OAKLAND, Calif. — What once began as a fantasy, then progressed as hope and then grew to a reasonable wish has now evolved and crystalized once again. And this time, everyone south of Saskatoon can begin to see it and maybe even buy in.

The Toronto Raptors have the scent of a champion.

This may come as a surprise to the nostrils of anyone who saw them crumble in past postseasons or figured their chances of getting out of the East this season were dicey … but Toronto just took a pair of NBA Finals games at Oracle Arena — and maybe closed it down in the process.
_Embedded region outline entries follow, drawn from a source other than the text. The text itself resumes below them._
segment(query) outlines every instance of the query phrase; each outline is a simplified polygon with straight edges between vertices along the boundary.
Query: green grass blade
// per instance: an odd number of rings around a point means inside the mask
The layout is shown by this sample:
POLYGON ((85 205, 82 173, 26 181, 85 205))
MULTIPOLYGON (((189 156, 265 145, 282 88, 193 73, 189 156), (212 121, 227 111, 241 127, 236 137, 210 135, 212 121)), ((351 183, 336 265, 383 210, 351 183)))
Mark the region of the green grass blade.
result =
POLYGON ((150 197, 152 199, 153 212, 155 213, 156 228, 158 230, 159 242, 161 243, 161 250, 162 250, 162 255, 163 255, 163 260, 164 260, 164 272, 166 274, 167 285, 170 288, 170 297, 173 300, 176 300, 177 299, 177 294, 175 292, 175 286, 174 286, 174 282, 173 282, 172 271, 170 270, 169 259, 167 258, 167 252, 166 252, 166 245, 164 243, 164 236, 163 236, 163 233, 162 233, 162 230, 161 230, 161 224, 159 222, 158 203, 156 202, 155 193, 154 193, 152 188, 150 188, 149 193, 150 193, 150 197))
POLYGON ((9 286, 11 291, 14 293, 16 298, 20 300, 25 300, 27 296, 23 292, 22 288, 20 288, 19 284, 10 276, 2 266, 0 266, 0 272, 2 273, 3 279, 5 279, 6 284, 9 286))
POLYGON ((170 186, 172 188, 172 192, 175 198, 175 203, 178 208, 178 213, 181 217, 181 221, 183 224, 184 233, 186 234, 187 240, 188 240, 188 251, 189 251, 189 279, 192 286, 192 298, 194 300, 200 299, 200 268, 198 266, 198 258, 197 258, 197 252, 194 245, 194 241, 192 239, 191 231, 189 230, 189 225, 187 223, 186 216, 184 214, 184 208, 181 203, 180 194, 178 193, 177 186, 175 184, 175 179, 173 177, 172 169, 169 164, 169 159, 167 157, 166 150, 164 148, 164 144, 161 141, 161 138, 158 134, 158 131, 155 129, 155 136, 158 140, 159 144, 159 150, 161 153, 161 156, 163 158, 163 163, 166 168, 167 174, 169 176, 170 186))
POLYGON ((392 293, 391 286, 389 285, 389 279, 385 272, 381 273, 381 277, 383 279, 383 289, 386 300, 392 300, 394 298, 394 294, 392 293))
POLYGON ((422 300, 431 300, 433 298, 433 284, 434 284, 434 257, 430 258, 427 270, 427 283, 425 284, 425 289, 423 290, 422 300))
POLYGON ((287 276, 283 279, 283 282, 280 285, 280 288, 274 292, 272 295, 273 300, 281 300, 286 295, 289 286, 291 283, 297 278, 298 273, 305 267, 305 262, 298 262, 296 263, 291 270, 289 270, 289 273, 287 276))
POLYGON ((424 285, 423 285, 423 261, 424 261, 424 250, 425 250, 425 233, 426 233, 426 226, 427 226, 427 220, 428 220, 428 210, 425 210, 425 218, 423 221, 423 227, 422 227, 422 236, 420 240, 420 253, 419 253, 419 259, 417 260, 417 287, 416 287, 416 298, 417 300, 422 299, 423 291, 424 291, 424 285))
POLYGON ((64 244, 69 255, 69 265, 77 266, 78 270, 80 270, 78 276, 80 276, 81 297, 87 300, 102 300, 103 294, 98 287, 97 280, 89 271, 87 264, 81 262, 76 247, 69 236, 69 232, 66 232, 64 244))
The Raptors are headed home with one game to win and history on their side.

Thirty-four times in The Finals have teams taken 3-1 leads, and they sipped champagne all but once. (Let’s not discuss that lone team to lose; the Warriors are suffering enough.)

This latest Raptors victory was impressively convincing, especially considering the circumstances. They stared at a desperate home team, one that welcomed back Klay Thompson after a one-game injury absence … a two-time defending champion known for rising to the occasion … and the Raptors dusted them anyway.

 

The Raptors took Game 4 with a 102-95 victory at Oakland’s Oracle Arena.

You understand exactly what the Raptors did Friday and how it was done? They emerged from the halftime locker room with fire and outclassed a team known for championship pedigree and owning third quarters in the postseason. Kawhi Leonard, who’s uplifting a team and a country, began the onslaught with a pair of 3-point jumpers. The Toronto defense, relentless most of the night and throughout the series as well, squeezed the Warriors and especially Steph Curry.

Time after time, Serge Ibaka delivered a counter punch with a key jumper off the pick and roll or a defensive stop. Ibaka had 20 points in 21 minutes in what was his first strong outing from jump to buzzer. Fred VanVleet, felled by a stray Shaun Livingston elbow to the chops in the third quarter, was left bloodied and missing a tooth in a scene that embodied Toronto’s grit.

The Raptors simply wore down the more experienced Warriors and Golden State never came up with an answer. Toronto stole the atmosphere — a smattering of red-garbed Raptors fans suddenly cheered louder and stomped harder and stayed buzzed long after the buzzer — and sent the Warriors off the court with heads bowed and egos deflated.

 

Serge Ibaka’s bench performance could prove crucial if the Raptors go on to win.

Oh, something else: Nick Nurse, the first-year Toronto coach, kept pressing the right buttons with his various defensive schemes and substitutions as Golden State failed to break 100 for the first time this postseason. And the Raptors seized control of the series, ensuring that Scotiabank Arena will be a mixture of tense and hysterical Monday for Game 5 (9 ET, ABC). And that’s just from Drake. The crowd will be hyped, too.

This is the moment that the basketball population in Toronto has long awaited, to get a sense something special is about to happen, or at least could. And this was made possible by a former Finals MVP who, this time last summer, was in exile with his reputation, at least in San Antonio, in tatters.

By November, in Toronto, none of that mattered.

“Once we saw him early in the year, your team’s vision of who they can become changes,” said Nurse.

Leonard is a victory away from another Finals MVP and trophy, and mostly a sense of redemption. His passion and championship drive was evident Friday in two stages, both influential to his team.

He set an example early by showing pep from the opening tip, carrying the Raptors with 14 of their 17 points over the first 12 minutes.

And then, coming out of halftime, Leonard went scorched Earth once again. He posted 17 points and five rebounds in the third, and this time the Raptors lent support. Toronto outscored the Warriors, 37-21, and spent the rest of the game keeping a sneaker pressed on the Warriors’ throat. Kawhi tore through the Warriors constantly, totaling 36 points and 12 rebounds. Yet it was his tone that influenced the game just as much, if not more.